Friday, February 02, 2007

Congressman Weiner on President Carter

New York Congressman Anthony Weiner penned the following article in The Jewish Press.
Former presidents hold a place like no other politicians in a democracy. Regardless of their politics, they are honored for their service. And their choice of activities after their presidencies immediately raises the profile of the debate and calls us to arms for good causes.

Being an ex-president is a very important job with great power and prestige.[...]

But when a former president makes up facts and laments the “apartheid” of Israel and blames the “Jewish lobby” for the continuing terror in the Middle East, many observers give the charges the credibility they don’t deserve.

Recently, Carter traveled to Brandeis to engage in what he claimed would be a discussion about the points in his book. Rather than submit to an actual dialogue, however, the former president hid behind pre-screened questions and did not allow for a free-flowing discussion about the peace process.

At Brandeis, Mr. Carter claimed Israelis do not “permit the Palestinians to exercise their basic human and political rights.” Even a cursory understanding of the history of the Israeli-Palestinian conflict proves that not to be the case. On at least four occasions, the Israelis have offered the Palestinians a state of their own.

Most recently, with President Clinton at Camp David, Yasir Arafat simply walked away from the table, choosing a campaign of terror over the hard work required to establish a working Palestinian nation.
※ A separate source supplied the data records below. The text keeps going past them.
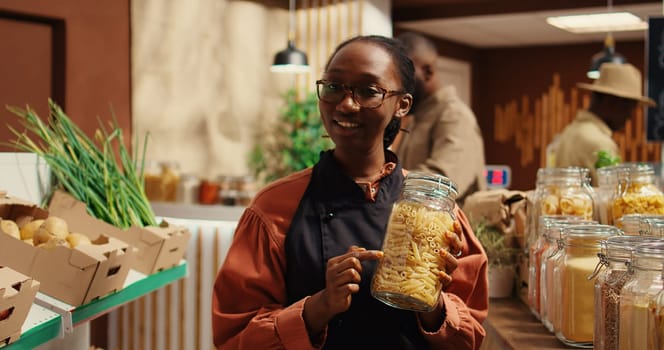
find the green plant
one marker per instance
(496, 245)
(109, 182)
(293, 143)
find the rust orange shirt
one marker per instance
(249, 295)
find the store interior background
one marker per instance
(196, 77)
(195, 74)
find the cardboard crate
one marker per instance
(17, 292)
(73, 275)
(158, 248)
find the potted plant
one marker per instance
(502, 259)
(293, 143)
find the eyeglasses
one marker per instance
(369, 96)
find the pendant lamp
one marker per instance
(290, 60)
(608, 54)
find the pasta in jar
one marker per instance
(408, 275)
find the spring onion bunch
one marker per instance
(99, 172)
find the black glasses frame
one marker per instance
(351, 89)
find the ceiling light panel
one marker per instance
(598, 22)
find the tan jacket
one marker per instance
(580, 141)
(445, 138)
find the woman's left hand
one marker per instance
(449, 256)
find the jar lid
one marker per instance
(641, 224)
(435, 185)
(590, 234)
(620, 247)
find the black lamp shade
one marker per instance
(290, 60)
(608, 54)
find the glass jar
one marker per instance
(608, 179)
(575, 287)
(657, 314)
(646, 266)
(535, 259)
(407, 277)
(562, 191)
(548, 259)
(637, 193)
(612, 276)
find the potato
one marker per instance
(24, 219)
(28, 230)
(76, 239)
(10, 228)
(56, 226)
(54, 242)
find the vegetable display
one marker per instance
(99, 172)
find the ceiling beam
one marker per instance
(402, 12)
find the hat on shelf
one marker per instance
(619, 79)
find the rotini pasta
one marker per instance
(408, 274)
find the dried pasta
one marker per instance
(408, 274)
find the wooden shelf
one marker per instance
(512, 326)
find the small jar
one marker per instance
(637, 193)
(407, 277)
(612, 276)
(642, 224)
(646, 267)
(575, 287)
(548, 258)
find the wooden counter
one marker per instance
(512, 326)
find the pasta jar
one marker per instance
(646, 266)
(563, 191)
(407, 277)
(637, 193)
(548, 258)
(575, 285)
(611, 277)
(642, 224)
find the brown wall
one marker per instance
(504, 75)
(74, 51)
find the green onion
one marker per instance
(109, 182)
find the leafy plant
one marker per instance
(496, 245)
(109, 182)
(293, 143)
(604, 158)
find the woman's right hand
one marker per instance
(342, 280)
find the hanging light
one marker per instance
(290, 60)
(608, 54)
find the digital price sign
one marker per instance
(498, 176)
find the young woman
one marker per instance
(298, 273)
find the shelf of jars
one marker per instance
(595, 259)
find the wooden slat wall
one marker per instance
(321, 26)
(533, 125)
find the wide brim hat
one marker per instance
(619, 79)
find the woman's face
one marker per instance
(352, 127)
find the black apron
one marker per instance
(333, 215)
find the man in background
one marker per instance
(615, 95)
(443, 136)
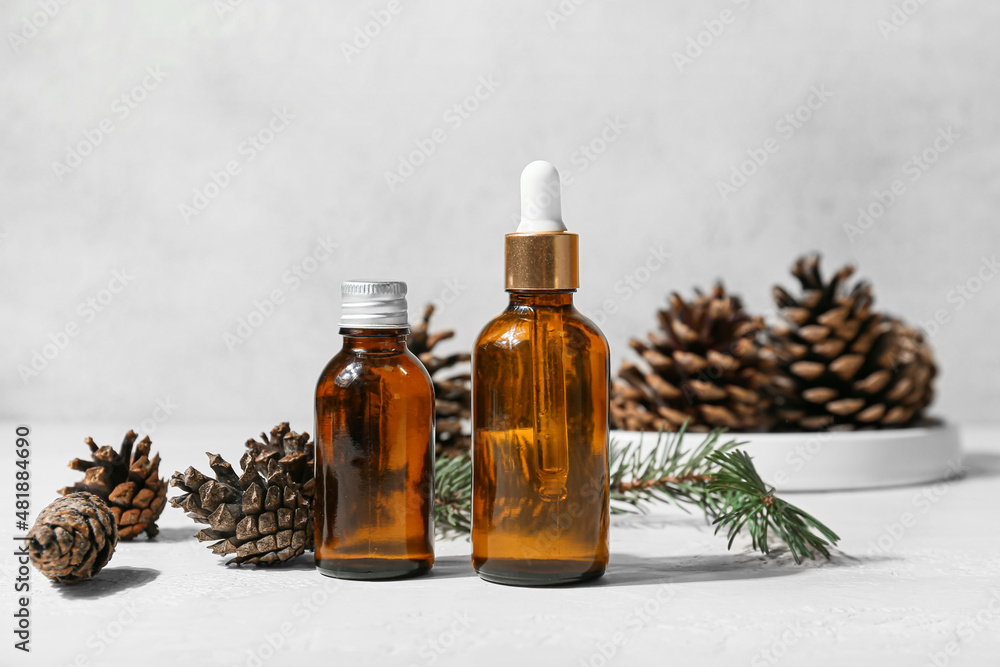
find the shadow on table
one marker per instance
(981, 464)
(109, 581)
(629, 570)
(175, 534)
(449, 567)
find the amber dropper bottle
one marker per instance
(540, 411)
(374, 444)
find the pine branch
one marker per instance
(453, 493)
(717, 478)
(750, 502)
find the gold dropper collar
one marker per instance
(542, 261)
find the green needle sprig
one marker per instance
(715, 477)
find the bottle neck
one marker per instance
(535, 299)
(375, 341)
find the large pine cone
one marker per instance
(841, 365)
(294, 452)
(73, 538)
(262, 516)
(452, 391)
(127, 480)
(706, 364)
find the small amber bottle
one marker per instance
(540, 412)
(374, 444)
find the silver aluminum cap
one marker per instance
(370, 304)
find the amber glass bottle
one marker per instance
(540, 415)
(374, 445)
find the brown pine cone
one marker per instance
(842, 365)
(452, 391)
(128, 481)
(262, 516)
(73, 538)
(707, 365)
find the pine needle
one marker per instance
(715, 477)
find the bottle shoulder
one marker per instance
(514, 326)
(346, 370)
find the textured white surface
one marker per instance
(672, 593)
(605, 76)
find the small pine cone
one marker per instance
(73, 538)
(841, 364)
(128, 481)
(295, 454)
(261, 516)
(452, 391)
(708, 365)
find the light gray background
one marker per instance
(655, 185)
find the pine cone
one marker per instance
(73, 538)
(452, 391)
(262, 516)
(294, 452)
(841, 365)
(707, 364)
(127, 481)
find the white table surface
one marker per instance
(672, 591)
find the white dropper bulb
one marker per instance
(541, 199)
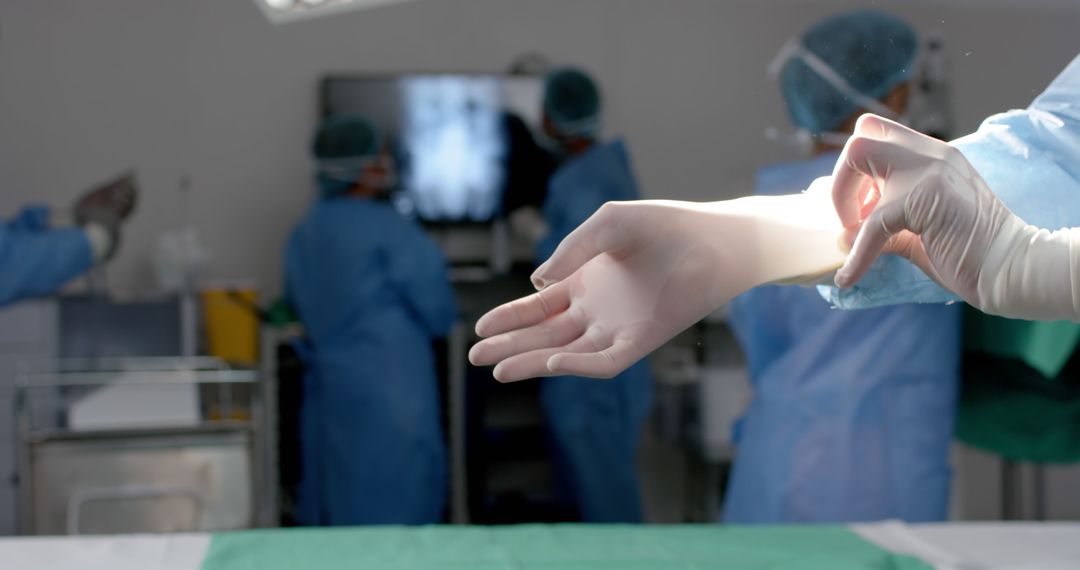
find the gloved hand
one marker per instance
(900, 191)
(105, 208)
(637, 273)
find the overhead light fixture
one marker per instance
(285, 11)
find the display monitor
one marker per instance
(447, 132)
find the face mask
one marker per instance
(359, 171)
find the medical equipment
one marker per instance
(446, 133)
(96, 460)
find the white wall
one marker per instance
(207, 89)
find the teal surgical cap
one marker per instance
(572, 103)
(342, 147)
(872, 52)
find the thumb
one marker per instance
(882, 224)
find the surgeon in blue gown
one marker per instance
(852, 410)
(373, 292)
(38, 257)
(595, 426)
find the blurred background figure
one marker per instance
(595, 426)
(38, 255)
(372, 292)
(852, 411)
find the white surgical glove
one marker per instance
(636, 273)
(914, 195)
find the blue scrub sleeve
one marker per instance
(31, 218)
(418, 269)
(38, 262)
(1029, 158)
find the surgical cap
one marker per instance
(874, 52)
(341, 147)
(572, 103)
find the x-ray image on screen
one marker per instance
(449, 134)
(453, 146)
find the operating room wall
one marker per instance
(207, 91)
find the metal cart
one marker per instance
(143, 445)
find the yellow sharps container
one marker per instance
(232, 325)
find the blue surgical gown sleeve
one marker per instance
(35, 260)
(418, 270)
(1029, 158)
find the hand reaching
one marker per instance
(637, 273)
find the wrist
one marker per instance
(786, 239)
(1030, 273)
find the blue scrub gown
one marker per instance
(36, 260)
(852, 410)
(372, 290)
(595, 424)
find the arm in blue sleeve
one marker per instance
(418, 269)
(1029, 158)
(39, 262)
(564, 212)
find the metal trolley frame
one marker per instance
(211, 378)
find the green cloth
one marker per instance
(1043, 345)
(559, 546)
(1010, 409)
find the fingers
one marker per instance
(524, 312)
(882, 224)
(603, 364)
(535, 364)
(599, 233)
(877, 148)
(553, 333)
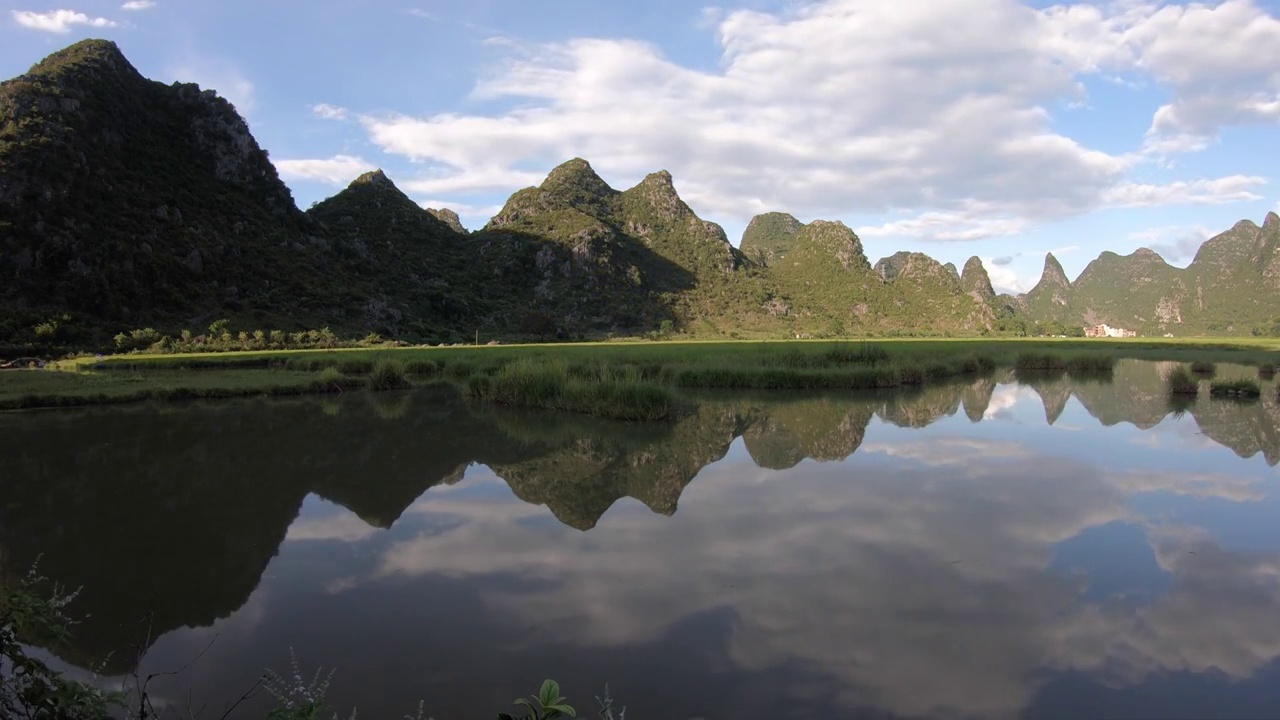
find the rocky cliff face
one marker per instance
(126, 203)
(1230, 287)
(132, 201)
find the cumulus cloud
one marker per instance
(1233, 188)
(845, 106)
(947, 227)
(1004, 278)
(339, 169)
(329, 112)
(484, 177)
(1217, 63)
(58, 21)
(1176, 245)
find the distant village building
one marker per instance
(1107, 331)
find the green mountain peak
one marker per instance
(974, 279)
(449, 218)
(373, 177)
(768, 237)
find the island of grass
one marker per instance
(1240, 390)
(634, 381)
(1183, 383)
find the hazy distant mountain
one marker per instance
(127, 203)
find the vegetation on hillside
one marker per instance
(128, 205)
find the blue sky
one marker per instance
(955, 127)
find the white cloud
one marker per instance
(1176, 245)
(949, 227)
(329, 112)
(58, 21)
(848, 106)
(339, 169)
(479, 214)
(1004, 278)
(1217, 60)
(471, 181)
(1232, 188)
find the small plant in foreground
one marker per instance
(607, 707)
(1180, 382)
(28, 687)
(545, 705)
(296, 698)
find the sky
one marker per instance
(997, 128)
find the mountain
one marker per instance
(1230, 287)
(769, 237)
(127, 203)
(449, 218)
(1051, 297)
(137, 203)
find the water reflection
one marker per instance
(940, 554)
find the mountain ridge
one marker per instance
(126, 203)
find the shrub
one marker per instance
(1091, 365)
(388, 374)
(1202, 368)
(330, 378)
(1235, 388)
(1040, 361)
(1182, 382)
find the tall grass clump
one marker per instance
(1203, 368)
(1040, 361)
(1100, 367)
(1243, 388)
(862, 354)
(613, 392)
(1182, 382)
(388, 373)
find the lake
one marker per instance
(1008, 547)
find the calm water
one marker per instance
(988, 550)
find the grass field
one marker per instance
(621, 379)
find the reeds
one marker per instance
(1242, 388)
(1205, 368)
(388, 373)
(620, 393)
(1182, 383)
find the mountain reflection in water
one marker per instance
(937, 554)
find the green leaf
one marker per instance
(549, 693)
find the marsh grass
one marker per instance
(1182, 383)
(615, 392)
(388, 373)
(1205, 368)
(1240, 388)
(24, 390)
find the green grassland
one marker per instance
(636, 381)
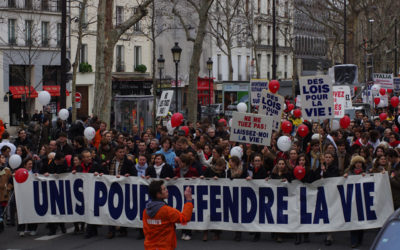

Those views are reflected in the book itself. On pgs 51-52, Carter claims that important provisions of the Camp David Accords have not been honored. “The Israelis have never granted any appreciable autonomy to the Palestinians,” Carter writes in an attempt to illustrate his point. Carter omits that the PLO and Yasir Arafat opposed autonomy at the time, and that the Israelis have pulled out of Gaza unilaterally and 40% of the West Bank, ceding control to the Palestinian Authority.

At the same speech at Brandeis, Carter charged that Israeli policy – West Bank checkpoints, security fence, etc. – “makes the lives of Palestinians almost intolerable.” That is putting the cart before the horse. It was the Palestinians’ continuing terror campaign against the Israelis that forced them to employ checkpoints and build a wall. If the terror had ended, the wall would never have been built.

And while Carter took the occasion of his speech at Brandeis to concede that his use of the word “apartheid” in the title might cause offense, his decision to equate the treatment of Palestinians with the racist policies of South Africa turns history on its head. It is the Israelis who have for years faced attack from every border and who have repeatedly offered to make peace. It is the Palestinians, so bent on the destruction of Israel, who have walked away from the table and chosen to attack Israeli civilians rather than engage in the much more difficult task of governing themselves and building a peaceful existence in the Middle East.

But Jimmy Carter is more than guilty of overstatement and being plain wrong. He is guilty of anti-Semitism. When he rails against the power of the pro-Israel lobby and nods his agreement when the host of “Meet the Press” asks if he thinks “the Jewish lobby” is to blame for the ills of the region, he puts power and respectability behind the same language that anti-Semites have been using from time immemorial.